Exactly the same can be said of the Leader of the Opposition. I do not think there is another issue, a matter of conscience, that has ever come before this parliament where you have had neither the Prime Minister nor the Leader of the Opposition having the courage to put on the record in the parliament their view. I think that is an appalling state of affairs that shows that there has been a lack of leadership on both sides when it comes to standing and fronting the parliament and the Australian people on the positions that are held.
I think the Leader of the Opposition needed to tell the parliament why he refused his members a conscience vote on the matter. The Prime Minister owes the Australian people and the parliament an explanation as to why she wants to maintain discrimination in Australia and why she wants to put gay and lesbian people through more years of agony and discrimination, and fails to explain where the justification for that comes from. The Greens are not going to facilitate it.

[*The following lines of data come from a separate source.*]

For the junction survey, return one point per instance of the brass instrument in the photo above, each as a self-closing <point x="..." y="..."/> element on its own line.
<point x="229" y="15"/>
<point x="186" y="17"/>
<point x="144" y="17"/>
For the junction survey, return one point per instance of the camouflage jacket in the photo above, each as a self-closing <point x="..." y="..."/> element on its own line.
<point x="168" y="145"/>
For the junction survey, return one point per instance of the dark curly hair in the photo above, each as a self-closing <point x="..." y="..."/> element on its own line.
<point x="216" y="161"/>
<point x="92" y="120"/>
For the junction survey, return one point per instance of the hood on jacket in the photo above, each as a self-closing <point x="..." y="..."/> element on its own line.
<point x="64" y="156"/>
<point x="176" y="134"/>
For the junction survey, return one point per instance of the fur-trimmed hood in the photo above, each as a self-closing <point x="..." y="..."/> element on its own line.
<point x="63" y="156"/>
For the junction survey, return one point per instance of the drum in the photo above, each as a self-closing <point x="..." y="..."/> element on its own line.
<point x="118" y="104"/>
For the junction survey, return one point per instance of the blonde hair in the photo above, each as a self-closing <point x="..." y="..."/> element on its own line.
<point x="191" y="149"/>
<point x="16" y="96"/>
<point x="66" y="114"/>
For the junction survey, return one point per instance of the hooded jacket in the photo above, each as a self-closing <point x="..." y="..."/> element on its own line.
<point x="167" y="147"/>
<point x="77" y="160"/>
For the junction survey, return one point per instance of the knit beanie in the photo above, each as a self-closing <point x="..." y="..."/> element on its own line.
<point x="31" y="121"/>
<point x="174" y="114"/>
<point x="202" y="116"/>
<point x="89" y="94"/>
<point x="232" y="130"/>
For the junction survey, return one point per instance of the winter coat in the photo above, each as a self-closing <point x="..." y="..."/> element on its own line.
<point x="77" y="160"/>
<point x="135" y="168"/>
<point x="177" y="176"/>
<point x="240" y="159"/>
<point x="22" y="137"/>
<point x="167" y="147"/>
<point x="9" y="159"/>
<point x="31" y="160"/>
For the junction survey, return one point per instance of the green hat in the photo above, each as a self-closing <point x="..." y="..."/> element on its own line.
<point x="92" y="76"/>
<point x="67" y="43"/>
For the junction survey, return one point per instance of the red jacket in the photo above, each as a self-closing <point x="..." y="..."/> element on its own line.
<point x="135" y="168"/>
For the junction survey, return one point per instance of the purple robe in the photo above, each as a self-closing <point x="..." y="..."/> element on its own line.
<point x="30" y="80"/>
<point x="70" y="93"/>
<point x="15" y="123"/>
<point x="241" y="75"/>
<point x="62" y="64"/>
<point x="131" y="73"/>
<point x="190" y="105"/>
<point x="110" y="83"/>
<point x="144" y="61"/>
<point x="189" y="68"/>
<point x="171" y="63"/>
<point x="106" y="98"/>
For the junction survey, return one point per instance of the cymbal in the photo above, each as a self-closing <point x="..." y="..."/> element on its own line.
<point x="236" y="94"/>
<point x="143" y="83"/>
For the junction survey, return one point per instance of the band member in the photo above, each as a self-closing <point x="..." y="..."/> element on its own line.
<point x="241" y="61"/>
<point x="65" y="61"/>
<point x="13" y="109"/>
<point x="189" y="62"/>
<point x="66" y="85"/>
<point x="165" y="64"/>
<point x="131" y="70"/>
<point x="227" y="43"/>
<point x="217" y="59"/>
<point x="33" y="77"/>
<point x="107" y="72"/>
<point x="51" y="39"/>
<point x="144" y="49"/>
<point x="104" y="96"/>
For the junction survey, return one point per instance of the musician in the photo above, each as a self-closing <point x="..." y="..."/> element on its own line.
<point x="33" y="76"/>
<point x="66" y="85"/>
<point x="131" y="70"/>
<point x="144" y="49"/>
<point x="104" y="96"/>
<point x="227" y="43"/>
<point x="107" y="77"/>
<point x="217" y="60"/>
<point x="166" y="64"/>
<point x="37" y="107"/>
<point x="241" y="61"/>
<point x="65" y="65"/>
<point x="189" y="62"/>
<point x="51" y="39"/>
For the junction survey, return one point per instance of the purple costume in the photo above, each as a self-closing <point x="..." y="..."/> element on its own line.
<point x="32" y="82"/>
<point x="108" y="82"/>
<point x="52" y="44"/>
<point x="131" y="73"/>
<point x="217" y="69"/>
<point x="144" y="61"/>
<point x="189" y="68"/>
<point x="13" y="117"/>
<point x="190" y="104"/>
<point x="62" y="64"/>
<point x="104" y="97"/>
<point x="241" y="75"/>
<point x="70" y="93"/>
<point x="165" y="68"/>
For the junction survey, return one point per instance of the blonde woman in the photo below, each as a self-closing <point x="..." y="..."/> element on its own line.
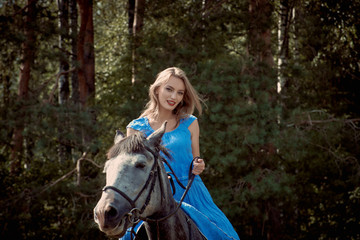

We will continue to campaign to end discrimination in Australia on the basis of sexuality. We will campaign to say that people who love each other should be able to marry in this country and that we celebrate the love that they share and want to see the community recognition of that love that marriage equality would bring about. We will continue to argue that. This will not be put off the parliamentary agenda as far as the Greens are concerned. We will work with the community groups and the majority of the Australian people and we will encourage the Australian people to continue to invite the Prime Minister and the Leader of the Opposition to have the courage to stand up in the parliament and put on the record in detail the views that they hold.